В объятьях олигарха
Лиза, щурясь от солнца, бросает из–под ладони лукавый взгляд.
— Витенька, ну пожалуйста, расскажи про свою жену.
— Зачем тебе?
— Она была красивая, умная, необыкновенная, да?
— Все это прошлое, к чему ворошить.
Пригорюнилась, в темных глазах огонь потух.
— Что ты, Витенька… Прошлой любовь не бывает. Она всегда настоящая.
— Тебе–то откуда знать?
— Действительно, откуда? Но все–таки я не понимаю, как это может быть. Любишь, любишь, а потом вдруг — прошлое. Значит, было что–то другое, не любовь… Она тебя обижала?
— Кто? Моя жена? С чего ты взяла? Надоели друг другу — вот и расстались.

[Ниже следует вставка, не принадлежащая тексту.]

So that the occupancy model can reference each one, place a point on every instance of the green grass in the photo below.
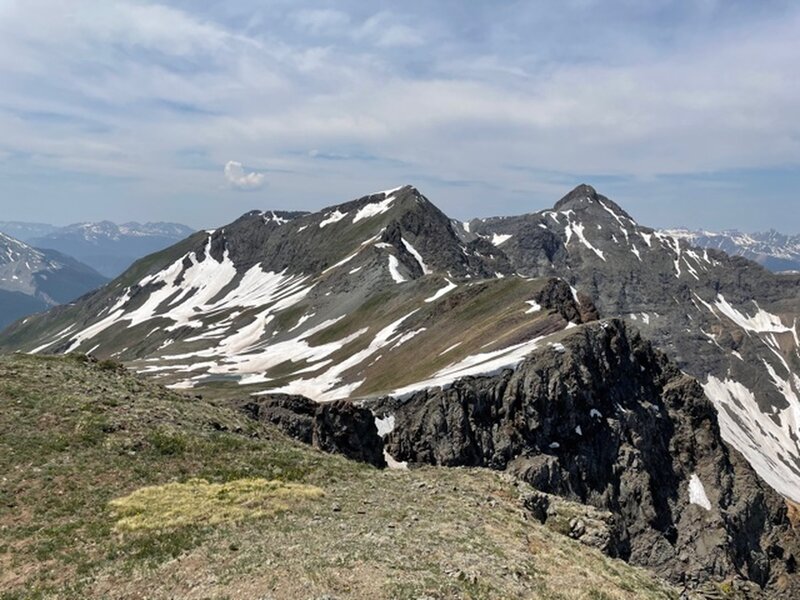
(111, 486)
(198, 502)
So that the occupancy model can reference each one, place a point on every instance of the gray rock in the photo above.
(612, 423)
(336, 427)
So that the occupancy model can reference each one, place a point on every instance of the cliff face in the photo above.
(604, 419)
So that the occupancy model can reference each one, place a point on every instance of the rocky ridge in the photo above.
(724, 319)
(603, 419)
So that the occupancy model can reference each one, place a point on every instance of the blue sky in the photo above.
(685, 113)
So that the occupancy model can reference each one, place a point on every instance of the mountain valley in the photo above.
(597, 360)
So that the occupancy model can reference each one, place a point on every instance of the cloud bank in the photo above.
(655, 103)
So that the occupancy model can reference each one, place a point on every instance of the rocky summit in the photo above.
(604, 363)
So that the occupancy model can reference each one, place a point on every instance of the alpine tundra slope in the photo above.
(479, 343)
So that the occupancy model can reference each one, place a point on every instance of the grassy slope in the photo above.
(74, 436)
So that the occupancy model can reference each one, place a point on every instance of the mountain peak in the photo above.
(584, 198)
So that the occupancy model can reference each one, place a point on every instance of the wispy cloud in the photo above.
(635, 92)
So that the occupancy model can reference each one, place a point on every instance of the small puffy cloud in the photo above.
(384, 30)
(236, 177)
(321, 21)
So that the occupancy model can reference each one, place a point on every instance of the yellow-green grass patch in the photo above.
(199, 502)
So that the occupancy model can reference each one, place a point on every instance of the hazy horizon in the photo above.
(684, 113)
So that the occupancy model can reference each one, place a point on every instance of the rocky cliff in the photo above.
(603, 419)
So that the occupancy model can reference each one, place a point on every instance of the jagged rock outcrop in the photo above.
(725, 320)
(603, 419)
(337, 427)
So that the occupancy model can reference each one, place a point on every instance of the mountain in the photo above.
(114, 487)
(725, 320)
(775, 251)
(26, 231)
(336, 295)
(110, 248)
(596, 359)
(33, 280)
(605, 420)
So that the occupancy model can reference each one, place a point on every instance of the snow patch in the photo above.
(697, 493)
(417, 256)
(332, 217)
(373, 209)
(450, 286)
(500, 238)
(394, 270)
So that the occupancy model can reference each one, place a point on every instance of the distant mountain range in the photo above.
(107, 247)
(33, 280)
(776, 251)
(591, 356)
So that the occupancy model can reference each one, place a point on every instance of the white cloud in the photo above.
(130, 88)
(321, 21)
(235, 175)
(386, 30)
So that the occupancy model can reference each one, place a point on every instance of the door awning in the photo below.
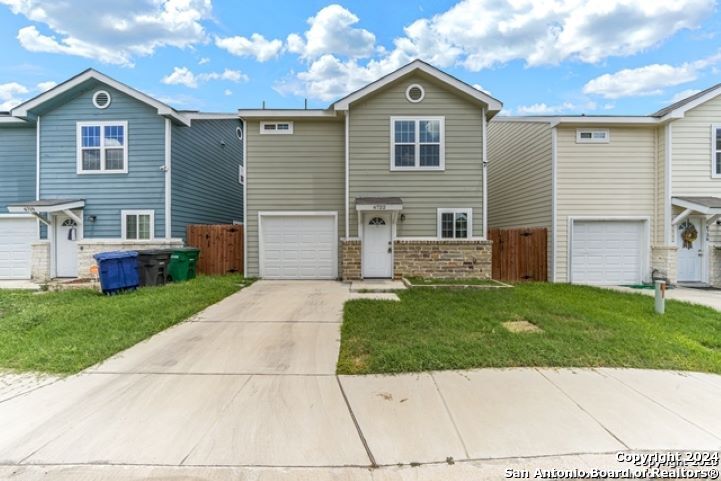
(46, 206)
(708, 206)
(49, 206)
(378, 203)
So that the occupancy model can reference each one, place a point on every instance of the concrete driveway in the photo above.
(249, 385)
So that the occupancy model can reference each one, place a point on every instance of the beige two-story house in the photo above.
(625, 199)
(388, 181)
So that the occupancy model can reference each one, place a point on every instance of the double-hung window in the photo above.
(138, 224)
(716, 150)
(102, 147)
(417, 143)
(455, 223)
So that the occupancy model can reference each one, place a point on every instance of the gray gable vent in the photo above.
(101, 99)
(415, 93)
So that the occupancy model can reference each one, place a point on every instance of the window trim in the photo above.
(79, 146)
(137, 212)
(606, 140)
(715, 174)
(276, 131)
(442, 143)
(454, 210)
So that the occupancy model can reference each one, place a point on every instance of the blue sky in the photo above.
(538, 57)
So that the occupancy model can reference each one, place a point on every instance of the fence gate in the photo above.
(221, 247)
(520, 254)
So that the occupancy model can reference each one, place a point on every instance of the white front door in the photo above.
(66, 249)
(689, 238)
(377, 256)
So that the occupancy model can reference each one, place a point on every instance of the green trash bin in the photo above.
(182, 264)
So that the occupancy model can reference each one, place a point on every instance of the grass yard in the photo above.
(582, 326)
(65, 332)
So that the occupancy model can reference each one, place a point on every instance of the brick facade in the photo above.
(451, 259)
(350, 260)
(664, 259)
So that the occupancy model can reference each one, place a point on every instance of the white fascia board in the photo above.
(284, 113)
(163, 109)
(494, 105)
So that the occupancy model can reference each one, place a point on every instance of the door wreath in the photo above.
(689, 234)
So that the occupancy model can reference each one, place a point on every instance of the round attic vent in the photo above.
(101, 99)
(415, 93)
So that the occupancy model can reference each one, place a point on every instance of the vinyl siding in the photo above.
(617, 179)
(205, 187)
(520, 177)
(17, 165)
(423, 192)
(143, 187)
(304, 171)
(692, 157)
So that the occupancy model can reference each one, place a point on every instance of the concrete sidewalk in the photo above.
(247, 389)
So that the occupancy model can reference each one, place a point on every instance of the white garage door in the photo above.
(298, 247)
(16, 237)
(607, 252)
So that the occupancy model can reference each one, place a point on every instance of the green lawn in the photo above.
(582, 326)
(65, 332)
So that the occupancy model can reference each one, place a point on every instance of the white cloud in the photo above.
(257, 46)
(331, 32)
(478, 34)
(118, 31)
(44, 86)
(683, 95)
(647, 80)
(184, 76)
(11, 94)
(563, 108)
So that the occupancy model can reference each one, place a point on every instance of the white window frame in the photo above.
(442, 143)
(593, 140)
(288, 131)
(456, 210)
(124, 223)
(716, 174)
(102, 124)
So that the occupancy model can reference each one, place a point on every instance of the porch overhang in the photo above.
(707, 206)
(49, 206)
(378, 203)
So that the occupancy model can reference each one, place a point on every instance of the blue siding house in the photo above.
(94, 165)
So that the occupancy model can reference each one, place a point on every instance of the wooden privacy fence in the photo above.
(221, 247)
(520, 254)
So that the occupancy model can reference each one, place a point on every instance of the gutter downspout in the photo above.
(485, 175)
(245, 198)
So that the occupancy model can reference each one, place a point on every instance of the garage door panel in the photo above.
(298, 247)
(607, 252)
(16, 238)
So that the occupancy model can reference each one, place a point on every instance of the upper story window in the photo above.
(276, 128)
(102, 147)
(592, 136)
(417, 143)
(716, 150)
(138, 224)
(454, 223)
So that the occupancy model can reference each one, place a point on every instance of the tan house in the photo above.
(624, 198)
(385, 182)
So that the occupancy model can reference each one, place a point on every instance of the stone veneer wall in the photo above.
(458, 259)
(350, 260)
(664, 259)
(87, 248)
(40, 263)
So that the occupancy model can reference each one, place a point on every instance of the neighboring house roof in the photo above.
(493, 105)
(24, 109)
(689, 102)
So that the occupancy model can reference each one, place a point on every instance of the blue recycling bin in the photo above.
(118, 271)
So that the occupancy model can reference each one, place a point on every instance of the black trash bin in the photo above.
(153, 266)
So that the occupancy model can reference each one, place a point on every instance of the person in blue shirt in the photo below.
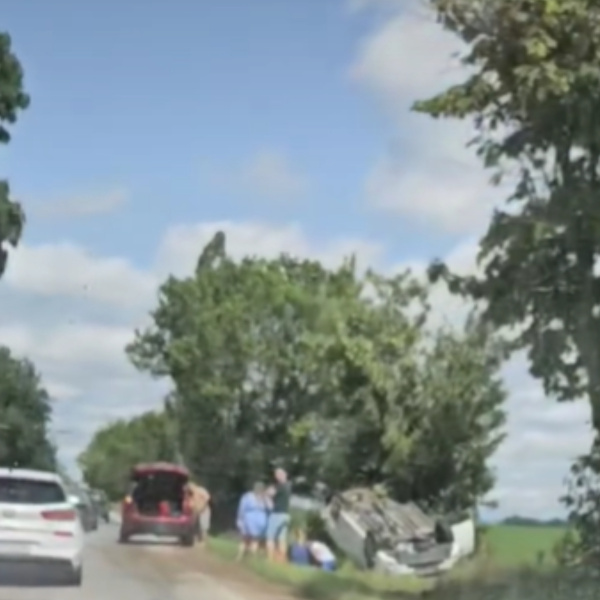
(252, 519)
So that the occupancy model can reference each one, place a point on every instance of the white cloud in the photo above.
(65, 269)
(82, 205)
(83, 362)
(85, 368)
(182, 244)
(268, 174)
(271, 174)
(72, 312)
(429, 175)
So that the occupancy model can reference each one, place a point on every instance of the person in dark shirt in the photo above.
(279, 519)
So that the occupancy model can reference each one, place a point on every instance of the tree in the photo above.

— Значит, ты не любил, — подвела итог со вздохом облегчения и добавила сочувственно: — Несчастная женщина. Как она теперь страдает без тебя.
Я поймал себя на том, что плохо помню Эльвиру, но несчастной она не была — это точно. Какой угодно, обворожительной, лживой, злой, бескорыстной, себе на уме, но не несчастной. Лиза права в одном: я никогда не любил по- настоящему маленькую татарочку, хотя одно время мне было с ней хорошо, головокружительно, как и ей со мной.
— Пойдем в воду, — позвал я, поднимаясь. Лиза опередила, кинулась с обрыва на глубину, погрузилась с головой — и на мгновение я обмер: где она? Все оставалось на своих местах, солнце, река, блистающий, прекрасный мир, а Лизы не было. Она плыла под водой, она мастерица нырять и плавать. Я уже убедился в этом, но я ее не видел, поверхность воды разгладилась, и я испытал огромное, невыразимое страдание, как будто лишился чего- то такого, что неизмеримо дороже жизни…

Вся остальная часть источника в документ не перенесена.